Marston had been riding alongside me the whole trip looking straight ahead and not vouchsafing me so much as a look, either dirty or otherwise. He and I exchanged as few words as the law allowed. The cars from town commenced to arrive immediately, of course, to look over the huge ships which were so awe-inspiring compared to the De Havilands the townspeople were accustomed to. There was one lonesome soldier in charge of the gas and oil.
We were to spend the night there, there being no wild rush. We taxied the ships up to the line in front of the gas shack, turned them around, and climbed out after running out the motors.
“Both of you stay here until the ships are gassed and oiled, and until dark, when the people quit coming,” I told them. “This trip you, Marston, will spend the night out here on guard, and next trip Bailey can take it. That suit you, Les?”
“Sure,” returned that young gentlemen. “At that, Bailey, ’d advise you to stay out here rather than in the one hotel down there. It’s name ought to be the ‘Bedbug’s Roost,’ and it has the first collection of bowls and pitchers and other sanitary brica-brac I’ve seen since the hogs ate my brother.”
Bailey, one of the clean-looking, bright youngsters who came into the army during the war and stayed, grinned and allowed that he’d try it. Les and I accepted a ride into town with our baggage after I’d made arrangements with the soldier on duty to supply Marston with blankets. George William set to work bleakly, not uttering so much as a word. He would be out there all alone, because the field guard’s duty did not include night work.
We saw a wild western movie called “Temptations of the Flesh,” fought off curious questioners the whole length of the one street, and retired early because there was nothing else to do. It was the sort of a town I’d like to come to after a month of ribaldry, to settle down for a week or two and do nothing but drink Pluto and watch the sun go down.

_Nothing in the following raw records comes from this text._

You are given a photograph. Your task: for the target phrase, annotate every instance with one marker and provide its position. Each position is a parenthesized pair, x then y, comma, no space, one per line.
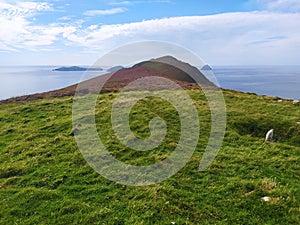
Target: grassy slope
(45,180)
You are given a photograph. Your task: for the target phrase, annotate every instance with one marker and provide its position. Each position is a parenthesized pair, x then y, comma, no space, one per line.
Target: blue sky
(222,32)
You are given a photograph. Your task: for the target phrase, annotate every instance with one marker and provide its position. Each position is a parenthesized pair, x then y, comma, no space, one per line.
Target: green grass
(44,179)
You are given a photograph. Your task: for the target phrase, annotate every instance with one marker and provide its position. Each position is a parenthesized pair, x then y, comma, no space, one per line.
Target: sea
(281,81)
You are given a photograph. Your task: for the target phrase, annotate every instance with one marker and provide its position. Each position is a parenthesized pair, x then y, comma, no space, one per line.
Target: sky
(221,32)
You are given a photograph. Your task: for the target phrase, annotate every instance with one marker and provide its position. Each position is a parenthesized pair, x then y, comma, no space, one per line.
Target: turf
(44,179)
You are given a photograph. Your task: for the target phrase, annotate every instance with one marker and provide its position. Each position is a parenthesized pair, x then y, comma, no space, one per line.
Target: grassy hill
(44,179)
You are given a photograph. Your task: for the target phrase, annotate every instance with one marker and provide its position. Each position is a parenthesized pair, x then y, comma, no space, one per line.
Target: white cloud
(138,2)
(224,38)
(229,38)
(104,12)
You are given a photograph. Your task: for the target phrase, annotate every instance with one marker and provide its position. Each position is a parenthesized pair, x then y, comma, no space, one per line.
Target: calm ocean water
(282,81)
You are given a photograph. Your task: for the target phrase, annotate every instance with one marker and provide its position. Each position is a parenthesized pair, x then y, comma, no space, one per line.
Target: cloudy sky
(222,32)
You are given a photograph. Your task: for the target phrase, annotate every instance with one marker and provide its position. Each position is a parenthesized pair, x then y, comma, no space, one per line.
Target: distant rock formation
(206,67)
(115,68)
(77,68)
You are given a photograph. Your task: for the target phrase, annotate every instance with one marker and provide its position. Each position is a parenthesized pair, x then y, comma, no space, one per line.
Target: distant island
(206,67)
(77,68)
(115,68)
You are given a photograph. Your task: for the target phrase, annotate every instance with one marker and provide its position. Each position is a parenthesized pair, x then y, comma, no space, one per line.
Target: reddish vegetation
(119,80)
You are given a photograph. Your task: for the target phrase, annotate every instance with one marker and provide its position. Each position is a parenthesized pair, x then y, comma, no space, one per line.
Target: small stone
(266,198)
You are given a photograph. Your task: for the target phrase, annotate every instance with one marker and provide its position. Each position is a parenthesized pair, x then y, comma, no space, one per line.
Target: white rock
(270,135)
(266,198)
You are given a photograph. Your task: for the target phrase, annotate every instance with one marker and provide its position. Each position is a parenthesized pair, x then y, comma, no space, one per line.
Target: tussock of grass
(45,180)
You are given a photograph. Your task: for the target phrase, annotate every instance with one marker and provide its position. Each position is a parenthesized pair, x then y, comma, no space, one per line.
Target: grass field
(44,179)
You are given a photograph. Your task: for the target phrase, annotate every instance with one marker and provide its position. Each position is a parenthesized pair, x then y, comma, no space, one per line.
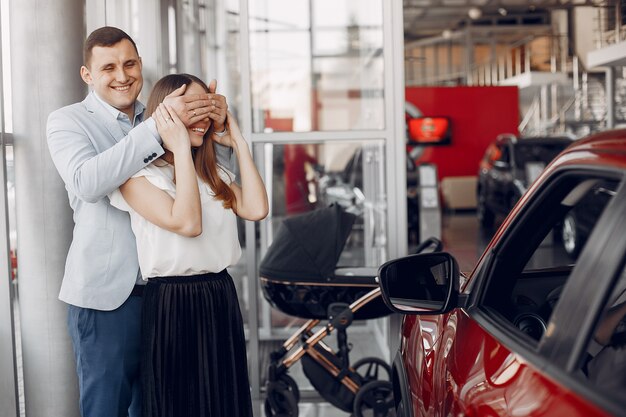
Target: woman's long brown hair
(204,157)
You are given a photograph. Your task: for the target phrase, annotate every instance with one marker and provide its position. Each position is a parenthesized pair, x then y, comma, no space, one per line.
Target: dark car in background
(526,332)
(509,166)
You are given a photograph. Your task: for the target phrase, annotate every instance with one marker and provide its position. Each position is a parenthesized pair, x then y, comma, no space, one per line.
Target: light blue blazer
(94,157)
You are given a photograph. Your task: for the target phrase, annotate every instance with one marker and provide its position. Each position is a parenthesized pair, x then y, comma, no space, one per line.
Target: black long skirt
(194,352)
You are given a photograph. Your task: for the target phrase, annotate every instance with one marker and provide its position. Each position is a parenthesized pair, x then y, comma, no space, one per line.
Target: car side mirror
(501,164)
(420,284)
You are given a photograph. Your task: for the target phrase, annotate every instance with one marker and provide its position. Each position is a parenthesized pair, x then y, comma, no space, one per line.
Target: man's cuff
(151,125)
(220,134)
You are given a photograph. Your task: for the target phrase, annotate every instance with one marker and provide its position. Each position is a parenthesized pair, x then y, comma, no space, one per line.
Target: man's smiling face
(114,73)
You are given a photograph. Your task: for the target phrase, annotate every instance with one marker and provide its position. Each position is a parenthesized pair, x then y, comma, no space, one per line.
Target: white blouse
(163,253)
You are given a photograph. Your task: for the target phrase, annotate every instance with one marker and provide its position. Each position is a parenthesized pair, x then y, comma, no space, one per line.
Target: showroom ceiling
(431,18)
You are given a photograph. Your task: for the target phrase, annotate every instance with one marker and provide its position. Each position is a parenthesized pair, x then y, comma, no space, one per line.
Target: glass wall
(10,372)
(316,65)
(308,81)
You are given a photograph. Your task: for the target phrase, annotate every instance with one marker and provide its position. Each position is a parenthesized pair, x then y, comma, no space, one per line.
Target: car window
(533,263)
(604,367)
(534,152)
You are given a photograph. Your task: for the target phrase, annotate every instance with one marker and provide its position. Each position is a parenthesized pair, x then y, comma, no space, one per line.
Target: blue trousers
(107,352)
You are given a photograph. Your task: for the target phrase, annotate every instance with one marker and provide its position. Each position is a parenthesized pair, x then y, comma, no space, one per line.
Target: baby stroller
(299,277)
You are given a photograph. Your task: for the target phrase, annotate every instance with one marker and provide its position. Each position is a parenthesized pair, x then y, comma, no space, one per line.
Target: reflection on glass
(316,65)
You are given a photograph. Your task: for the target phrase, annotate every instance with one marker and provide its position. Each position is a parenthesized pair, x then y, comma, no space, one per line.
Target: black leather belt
(137,291)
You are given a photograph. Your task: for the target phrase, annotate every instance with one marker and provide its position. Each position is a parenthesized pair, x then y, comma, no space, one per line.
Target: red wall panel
(478,115)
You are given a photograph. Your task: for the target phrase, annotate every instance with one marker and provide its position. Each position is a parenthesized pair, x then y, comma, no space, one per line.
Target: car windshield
(535,152)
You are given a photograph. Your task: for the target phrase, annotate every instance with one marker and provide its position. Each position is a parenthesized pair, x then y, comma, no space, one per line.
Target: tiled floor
(461,237)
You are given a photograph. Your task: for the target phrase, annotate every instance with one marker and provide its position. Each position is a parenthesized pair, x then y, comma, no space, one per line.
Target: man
(96,145)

Our start was planned for seven o’clock, and we were out there right on time. We wanted to cross the towering Cumberlands of West Virginia early, before it got hot and the cañons and rivers and woods and rocks made the air too bumpy.
Early as we were, however, a parade of cars followed us out. The residents of Boundville considered eleven A. M. the middle of the night, and four was the fashionable breakfast hour. As our Ford bumped into the field, leading a miscellaneous collection of vehicles, I spotted Marston reclining in his blankets under a wing.
That made me pretty sore. He knew the hour we were to start, and we had sent a man out to him with a vacuum bottle full of coffee and half a dozen buttered rolls for his breakfast. The messenger was standing alongside his car, smoking a cigaret.
I galloped over to George William, followed in order by Les and Bailey. Marston should have had the canvas covers off motors and cockpits, and everything ready for the warmup.